What has illness got to do with writing? you may ask. I will give you an answer in a minute.

I am a person who is very impatient with sickness. My children were sent to school no matter how tired or pale they looked. If they had no temperature they could go to school. Occasionally I would get a phone call from the school, ‘Mrs Martin, your son really is not well. He complains of a headache. He didn’t want lunch. Can you please pick him up.’ Of course I picked him up, and of course by that time he had a temperature. Did I feel guilty for sending him to school? No, because 9 out of 10 times it turned out the other way round, that he was fine once he was at school.

I was never a mother who fussed over her children when they were sick. Okay, I made sure they were neither too warm nor too cold, had enough liquid to drink, but after that I expected them to stay in bed and sleep. For this very reason my children never pretended to be ill, nor did they want to stay at home when they got better. It was just too boring. Sick children weren’t allowed TV or running around, or eating sweets and biscuits.

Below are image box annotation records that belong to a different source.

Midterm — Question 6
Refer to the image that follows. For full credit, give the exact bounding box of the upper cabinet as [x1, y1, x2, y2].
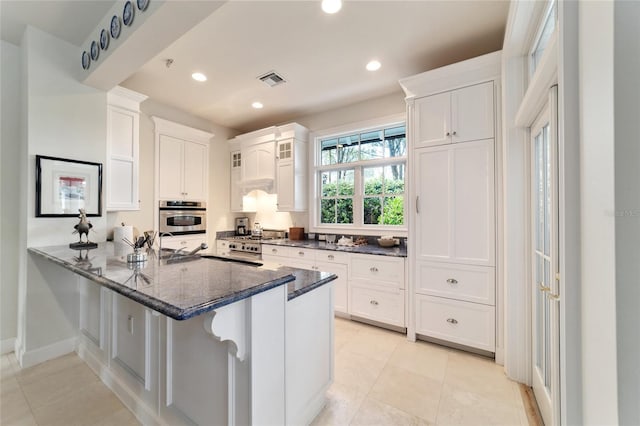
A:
[105, 86, 147, 211]
[229, 123, 309, 212]
[276, 123, 309, 212]
[153, 117, 213, 201]
[414, 81, 495, 148]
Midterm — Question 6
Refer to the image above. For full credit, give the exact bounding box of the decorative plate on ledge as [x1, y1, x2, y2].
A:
[136, 0, 151, 12]
[82, 50, 91, 70]
[91, 40, 100, 61]
[100, 29, 109, 50]
[110, 15, 122, 38]
[122, 0, 135, 26]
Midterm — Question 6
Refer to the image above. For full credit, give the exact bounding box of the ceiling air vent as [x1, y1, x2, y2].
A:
[258, 71, 287, 87]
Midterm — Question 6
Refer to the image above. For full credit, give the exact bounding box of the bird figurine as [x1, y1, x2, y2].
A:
[72, 209, 93, 244]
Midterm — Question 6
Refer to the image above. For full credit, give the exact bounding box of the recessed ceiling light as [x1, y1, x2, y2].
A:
[367, 61, 382, 71]
[322, 0, 342, 13]
[191, 72, 207, 81]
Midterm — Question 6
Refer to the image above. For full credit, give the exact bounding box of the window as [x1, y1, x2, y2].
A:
[529, 0, 557, 75]
[315, 123, 407, 229]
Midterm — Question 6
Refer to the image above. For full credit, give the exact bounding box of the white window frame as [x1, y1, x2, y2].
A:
[309, 114, 408, 237]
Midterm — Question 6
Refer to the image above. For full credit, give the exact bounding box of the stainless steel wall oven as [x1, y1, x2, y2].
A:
[159, 200, 207, 235]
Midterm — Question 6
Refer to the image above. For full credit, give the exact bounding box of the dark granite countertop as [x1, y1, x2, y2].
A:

My husband more or less gets the same treatment when he comes down with flu. I will serve the regular lemon and honey drink and otherwise ignore him.
I don’t seem to possess one ounce of nurse material.

Likewise I don’t like being ill myself. I try not to stay in bed unless I absolutely have to. I resent every day spent without energy, yet I know recovery can’t be forced, no matter how hard I try.

And here comes the answer to the question: What has illness got to do with writing? Sometimes the creative energy is as low as the physical one. I feel sick in a different way, but helpless quite in the same way as if struck down with flu. No matter how much I want to finish that chapter/that story/that novel, it cannot be forced. The character doesn’t let me know what is going to happen next. I have to wait. I can try and force a move-on by engaging in activities that will enhance creativity (in my case I will opt for walking in nature, doing yoga, reading Qur’an, listening to music) but quite often that will only help to calm down my impatience rather than speed up recovery. The advice of many creative writing tutors, to just sit down at the computer and write, even if it is rubbish, doesn’t work for me.

It has just taken me over six years to finish telling the stories of nine of the twenty-five prophets mentioned in the Qur’an. This doesn’t mean that I wasn’t writing other things, but this project had me sick a lot. You can compare it with having an injury. You hurt your ankle while running. The doctor tells you not to run for a while. He tells you to swim or cycle, but no running. You simply have to wait until that ankle is healed.

The waiting, the recovering, the healing, is the most difficult part in writing. It means trusting the creative process, trusting your ability as a writer, and trusting that the story will be told eventually. Just because you are not running now doesn’t mean you won’t be in a month’s time. Keep trying but don’t blame yourself if you fail.